悠と共に、事務所へ帰る為に駐車場へと向かう。その間、二人の間に会話はない。それでなくても気不味いのに、さらに不味い事態が私を襲う。

廊下の先から、私にとって天敵とも言える男が歩いてくるのが見えたのだ。いち早く彼を発見した私は、慌てて悠の後ろ側に回る。


「うわ!な、なんだよ急に!おい押すなって!」

「…悠?」

「!!」

「やっぱりそうだ。久しぶりだね、悠。元気そうで、何よりだよ」


数年ぶりに耳にした、九条 鷹匡の声。相変わらず底が冷えた、耳にこびりつく声である。そしてそんな声で、彼は悠を呼んだ。
二人は、知り合いなのだろうか。何にせよ、九条の目が私から逸れるのは大歓迎だ。どうかこのまま、こちらに気付かず立ち去って欲しい。


「九条…っ」

「デビューおめでとう。あのライブは、僕も家で見ていたよ。頑張っているね」

「思ってもないこと、ベラベラうっせぇんだよ!」


突如として声を荒げた悠に、すぐ後ろにいた私は面食らう。しかし、九条は特に驚いた様子は見せない。こういう一面が悠にあることを、よく知っているかのようだ。
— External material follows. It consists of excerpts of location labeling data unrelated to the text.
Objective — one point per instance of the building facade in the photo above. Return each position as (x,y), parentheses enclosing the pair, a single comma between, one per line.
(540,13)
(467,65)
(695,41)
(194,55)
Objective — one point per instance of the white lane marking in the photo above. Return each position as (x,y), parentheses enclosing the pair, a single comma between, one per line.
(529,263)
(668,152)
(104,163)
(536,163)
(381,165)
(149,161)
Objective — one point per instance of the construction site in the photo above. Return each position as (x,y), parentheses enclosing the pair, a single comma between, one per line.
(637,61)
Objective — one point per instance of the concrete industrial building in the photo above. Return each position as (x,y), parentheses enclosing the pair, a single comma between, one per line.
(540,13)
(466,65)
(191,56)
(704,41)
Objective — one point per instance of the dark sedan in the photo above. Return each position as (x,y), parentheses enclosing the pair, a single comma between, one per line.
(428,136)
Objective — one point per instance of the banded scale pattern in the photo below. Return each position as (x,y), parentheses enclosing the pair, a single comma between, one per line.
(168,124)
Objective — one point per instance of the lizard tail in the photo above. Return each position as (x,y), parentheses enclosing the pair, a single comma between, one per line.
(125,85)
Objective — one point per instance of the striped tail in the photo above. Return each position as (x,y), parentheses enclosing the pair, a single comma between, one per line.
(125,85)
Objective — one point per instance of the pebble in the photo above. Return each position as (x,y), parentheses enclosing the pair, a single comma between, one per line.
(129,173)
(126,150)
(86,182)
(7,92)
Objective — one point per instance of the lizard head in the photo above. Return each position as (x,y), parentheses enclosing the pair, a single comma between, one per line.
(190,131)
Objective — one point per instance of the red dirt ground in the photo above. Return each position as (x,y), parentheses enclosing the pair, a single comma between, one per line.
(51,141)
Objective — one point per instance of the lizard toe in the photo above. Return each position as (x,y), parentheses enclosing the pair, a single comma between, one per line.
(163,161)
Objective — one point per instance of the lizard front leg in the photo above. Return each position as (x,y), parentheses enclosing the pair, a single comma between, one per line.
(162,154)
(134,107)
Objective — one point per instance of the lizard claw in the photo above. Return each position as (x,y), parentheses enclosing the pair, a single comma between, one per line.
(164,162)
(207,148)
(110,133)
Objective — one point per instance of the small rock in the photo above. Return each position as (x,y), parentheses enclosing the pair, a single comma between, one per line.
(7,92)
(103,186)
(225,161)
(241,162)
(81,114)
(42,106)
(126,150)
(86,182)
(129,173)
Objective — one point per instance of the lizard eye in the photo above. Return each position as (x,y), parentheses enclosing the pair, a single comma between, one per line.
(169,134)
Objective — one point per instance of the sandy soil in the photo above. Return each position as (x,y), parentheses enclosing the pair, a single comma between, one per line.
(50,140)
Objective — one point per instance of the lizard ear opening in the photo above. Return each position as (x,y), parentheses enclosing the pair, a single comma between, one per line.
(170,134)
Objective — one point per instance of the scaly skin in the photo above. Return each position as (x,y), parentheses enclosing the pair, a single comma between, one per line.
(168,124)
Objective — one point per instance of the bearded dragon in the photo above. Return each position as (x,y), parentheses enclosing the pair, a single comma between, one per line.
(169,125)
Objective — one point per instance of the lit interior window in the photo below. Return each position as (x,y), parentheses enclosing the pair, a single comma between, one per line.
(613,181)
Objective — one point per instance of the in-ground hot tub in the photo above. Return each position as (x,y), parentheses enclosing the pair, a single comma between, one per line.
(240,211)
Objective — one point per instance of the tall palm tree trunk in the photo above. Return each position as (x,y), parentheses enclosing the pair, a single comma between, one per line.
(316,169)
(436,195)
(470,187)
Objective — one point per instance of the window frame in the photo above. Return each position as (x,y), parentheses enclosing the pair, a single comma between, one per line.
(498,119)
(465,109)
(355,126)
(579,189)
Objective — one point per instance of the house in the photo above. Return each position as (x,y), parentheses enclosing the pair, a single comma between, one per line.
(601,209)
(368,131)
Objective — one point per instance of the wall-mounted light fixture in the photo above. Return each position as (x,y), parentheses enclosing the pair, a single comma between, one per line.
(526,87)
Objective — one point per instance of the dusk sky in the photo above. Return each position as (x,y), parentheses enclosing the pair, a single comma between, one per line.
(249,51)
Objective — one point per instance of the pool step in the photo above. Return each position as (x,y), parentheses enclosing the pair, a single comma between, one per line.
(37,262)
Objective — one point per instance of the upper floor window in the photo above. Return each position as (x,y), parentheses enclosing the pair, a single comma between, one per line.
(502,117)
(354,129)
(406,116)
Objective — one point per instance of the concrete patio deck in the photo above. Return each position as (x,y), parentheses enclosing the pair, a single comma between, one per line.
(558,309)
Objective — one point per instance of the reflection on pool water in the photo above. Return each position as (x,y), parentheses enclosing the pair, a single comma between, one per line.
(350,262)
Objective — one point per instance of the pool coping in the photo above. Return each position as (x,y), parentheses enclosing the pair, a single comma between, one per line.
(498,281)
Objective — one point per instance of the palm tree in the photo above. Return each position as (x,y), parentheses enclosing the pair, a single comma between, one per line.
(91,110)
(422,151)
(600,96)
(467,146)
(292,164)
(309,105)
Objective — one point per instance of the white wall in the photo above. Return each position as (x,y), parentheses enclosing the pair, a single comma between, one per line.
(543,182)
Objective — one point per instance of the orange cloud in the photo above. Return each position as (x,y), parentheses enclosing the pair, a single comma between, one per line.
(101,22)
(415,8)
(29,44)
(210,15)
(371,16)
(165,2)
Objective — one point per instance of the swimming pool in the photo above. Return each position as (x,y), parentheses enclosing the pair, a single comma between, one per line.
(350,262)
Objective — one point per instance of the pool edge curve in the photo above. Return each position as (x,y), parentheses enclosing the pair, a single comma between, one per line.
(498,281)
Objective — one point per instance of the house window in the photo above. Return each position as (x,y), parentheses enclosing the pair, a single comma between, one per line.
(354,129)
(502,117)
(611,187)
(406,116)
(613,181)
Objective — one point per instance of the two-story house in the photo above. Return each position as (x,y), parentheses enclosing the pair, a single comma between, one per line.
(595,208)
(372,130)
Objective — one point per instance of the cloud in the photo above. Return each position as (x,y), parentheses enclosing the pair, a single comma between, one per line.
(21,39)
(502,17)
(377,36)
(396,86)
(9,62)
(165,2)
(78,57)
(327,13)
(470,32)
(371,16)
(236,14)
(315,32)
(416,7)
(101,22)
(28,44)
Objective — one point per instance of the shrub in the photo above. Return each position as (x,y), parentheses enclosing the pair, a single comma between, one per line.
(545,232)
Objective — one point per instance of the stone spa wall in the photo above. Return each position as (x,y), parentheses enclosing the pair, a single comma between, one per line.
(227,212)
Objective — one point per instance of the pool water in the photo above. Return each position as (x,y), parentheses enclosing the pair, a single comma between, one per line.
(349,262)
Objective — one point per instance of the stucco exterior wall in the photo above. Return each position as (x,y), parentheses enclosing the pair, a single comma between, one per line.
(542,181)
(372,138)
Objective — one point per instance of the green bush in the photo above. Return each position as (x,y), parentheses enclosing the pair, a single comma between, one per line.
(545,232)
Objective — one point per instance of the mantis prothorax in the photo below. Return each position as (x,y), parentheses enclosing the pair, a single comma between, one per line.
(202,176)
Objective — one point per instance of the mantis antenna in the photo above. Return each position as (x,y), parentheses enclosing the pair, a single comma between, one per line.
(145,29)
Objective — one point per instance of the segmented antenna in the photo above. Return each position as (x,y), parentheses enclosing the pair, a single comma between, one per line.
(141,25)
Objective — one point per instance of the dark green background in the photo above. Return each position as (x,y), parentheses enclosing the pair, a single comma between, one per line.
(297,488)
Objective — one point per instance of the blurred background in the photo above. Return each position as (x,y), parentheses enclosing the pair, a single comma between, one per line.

「またそうやって、すぐに大きな声を出す。やっぱり何も変わっていないね。だから君は、駄目なんだよ」

「…な、んで…また、お前はオレをそんなふうに言うんだよ!オレは、アンタのところに居たときから、頑張って…!
一生懸命、頑張ってだろ!!」


“ 一生懸命、頑張ってだろ ”
悠の叫びが、胸に突き刺さる。まるで親に捨てられた子供が、泣き叫びたいのを懸命に堪えて、どうして?なんで?と訴えているみたいだ。


「悠。残念だけど、一生懸命に励むだけじゃのし上がれないのがこの世界だ。分かるだろう?君は どれだけ頑張ったとしても、頂には」

『お言葉ですが。それを決めるのは、貴方ではないと、思いましゅ』

「……」
(ましゅ?)

「……」
(え?ましゅって言った?)


私は自分が噛んだことにすら気付かないほど、全身がカチカチで頭が真っ白になっていた。